2023-10-05, 10:40–10:45, Poster presentation
Earth System Models and Earth Observations are crucial for studying the Earth, providing scientific insight into fundamental dynamics and valuable predictions about Earth’s future. However, they generate huge amounts of data, at different temporal and spatial scales, so it becomes of paramount importance to access them in a seamless and efficient way for scientific analysis. Usually Earth Science datasets are represented with hundreds or thousands of files that can introduce a lot of burden to the user in terms of management, since it requires the user to set up computational and storage resources for accessing and retrieving data and writing code to load and prepare data into in-memory data structures for analysis.
In this talk, we describe in detail the architectural design, implementation and deployment of a data management and analytics system in order to facilitate cataloguing, accessing and processing Earth Science data.

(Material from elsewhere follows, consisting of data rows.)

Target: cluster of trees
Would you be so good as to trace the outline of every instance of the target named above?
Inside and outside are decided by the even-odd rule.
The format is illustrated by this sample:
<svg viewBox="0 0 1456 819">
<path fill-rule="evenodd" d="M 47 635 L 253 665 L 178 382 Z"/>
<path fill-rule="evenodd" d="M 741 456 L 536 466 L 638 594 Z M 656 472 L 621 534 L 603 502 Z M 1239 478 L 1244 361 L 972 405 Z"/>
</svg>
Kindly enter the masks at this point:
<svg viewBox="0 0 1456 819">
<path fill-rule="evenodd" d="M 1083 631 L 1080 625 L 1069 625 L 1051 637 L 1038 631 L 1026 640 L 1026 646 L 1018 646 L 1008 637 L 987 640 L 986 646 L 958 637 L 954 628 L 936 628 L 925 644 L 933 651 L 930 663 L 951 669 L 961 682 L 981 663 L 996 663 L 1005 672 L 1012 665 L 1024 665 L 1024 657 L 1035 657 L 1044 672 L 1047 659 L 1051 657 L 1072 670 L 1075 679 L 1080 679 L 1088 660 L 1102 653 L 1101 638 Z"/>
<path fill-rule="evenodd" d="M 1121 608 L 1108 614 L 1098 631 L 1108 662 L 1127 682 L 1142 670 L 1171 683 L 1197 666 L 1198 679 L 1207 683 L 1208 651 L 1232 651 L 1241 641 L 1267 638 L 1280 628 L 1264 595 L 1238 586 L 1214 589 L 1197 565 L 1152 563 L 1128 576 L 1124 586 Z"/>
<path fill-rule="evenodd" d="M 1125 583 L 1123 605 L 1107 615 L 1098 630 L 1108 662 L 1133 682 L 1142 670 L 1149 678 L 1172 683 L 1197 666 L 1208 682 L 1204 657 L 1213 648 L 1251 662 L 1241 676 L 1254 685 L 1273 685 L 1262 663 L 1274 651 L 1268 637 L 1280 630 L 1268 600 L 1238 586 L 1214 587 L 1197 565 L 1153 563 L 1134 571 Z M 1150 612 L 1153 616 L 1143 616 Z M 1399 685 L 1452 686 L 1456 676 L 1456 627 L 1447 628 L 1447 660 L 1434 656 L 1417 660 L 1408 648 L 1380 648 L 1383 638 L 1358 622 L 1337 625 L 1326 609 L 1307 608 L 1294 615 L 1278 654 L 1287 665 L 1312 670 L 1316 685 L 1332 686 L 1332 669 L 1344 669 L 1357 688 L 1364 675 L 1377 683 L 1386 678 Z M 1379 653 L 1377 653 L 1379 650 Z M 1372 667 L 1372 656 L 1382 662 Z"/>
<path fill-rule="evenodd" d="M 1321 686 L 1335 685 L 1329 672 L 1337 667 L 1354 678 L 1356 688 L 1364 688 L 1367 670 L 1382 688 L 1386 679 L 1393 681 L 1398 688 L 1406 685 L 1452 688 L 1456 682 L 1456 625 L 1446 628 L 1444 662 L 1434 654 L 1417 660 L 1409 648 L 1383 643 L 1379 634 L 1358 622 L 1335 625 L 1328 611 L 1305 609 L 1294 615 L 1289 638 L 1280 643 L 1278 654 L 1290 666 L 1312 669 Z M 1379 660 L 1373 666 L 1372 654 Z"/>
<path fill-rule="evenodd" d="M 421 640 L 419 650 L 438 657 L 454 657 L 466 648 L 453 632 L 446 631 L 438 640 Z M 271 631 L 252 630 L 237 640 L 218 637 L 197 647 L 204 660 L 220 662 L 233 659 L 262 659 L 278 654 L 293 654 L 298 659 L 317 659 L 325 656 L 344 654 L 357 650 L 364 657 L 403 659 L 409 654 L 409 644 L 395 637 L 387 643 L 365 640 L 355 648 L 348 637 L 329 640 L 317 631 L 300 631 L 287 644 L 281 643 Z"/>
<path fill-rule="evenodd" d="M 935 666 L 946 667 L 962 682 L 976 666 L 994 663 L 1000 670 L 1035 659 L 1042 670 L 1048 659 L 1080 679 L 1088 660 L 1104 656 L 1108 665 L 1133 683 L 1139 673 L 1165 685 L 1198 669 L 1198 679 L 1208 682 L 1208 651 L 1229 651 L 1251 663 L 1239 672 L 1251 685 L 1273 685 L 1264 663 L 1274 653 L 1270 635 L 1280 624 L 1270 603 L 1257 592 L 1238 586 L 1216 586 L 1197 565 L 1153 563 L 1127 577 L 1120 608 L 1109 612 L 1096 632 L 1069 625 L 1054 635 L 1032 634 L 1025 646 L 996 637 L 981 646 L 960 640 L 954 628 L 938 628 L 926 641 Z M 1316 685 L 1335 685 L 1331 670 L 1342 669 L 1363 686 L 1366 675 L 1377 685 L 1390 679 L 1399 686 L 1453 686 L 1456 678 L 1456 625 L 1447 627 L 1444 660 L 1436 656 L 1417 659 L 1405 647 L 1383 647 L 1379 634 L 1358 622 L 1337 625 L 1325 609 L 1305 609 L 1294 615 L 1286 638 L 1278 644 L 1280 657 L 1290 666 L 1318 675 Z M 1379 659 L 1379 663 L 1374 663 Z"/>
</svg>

The system has been designed using a cloud-native architecture, based on containerized microservices, that facilitates the development, deployment and maintenance of the system itself. It has been implemented by integrating different open source frameworks, tools and libraries and has been deployed using the Kubernetes platform and related tools such as kubectl and kustomize.
The Data Platform consists of different components that will be introduced and described together with the related technologies adopted: (a) the Catalog, based on Intake and MongoDB for cataloguing and indexing the datasets published and managed in the system, (b) the Analytics Engine, based on the geokube and dask Python libraries: geokube is used for specialised geospatial operations (such as extracting a bounding box or a multipolygon) according to different types of geoscientific datasets and dask for parallel and distributed processing; (c) the Broker implemented using RabbitMQ framework for managing the user workload requests; finally, (d) the Rest APIs and the OGC standard interfaces (i.e., WPS) to access data and to submit analytics workflows.
An instance of the Data Platform has been deployed in production at Euro-Mediterranean Centre on Climate Change (CMCC) for the delivery and analysis of data produced by the CMCC Research Divisions. In this talk, we will showcase different Use Cases, related to sectors such as climate change and wildfire management, that demonstrate how the system has been used at CMCC, within different projects and initiatives, for building downstream products and services that need to access, analyse and process Earth Science data.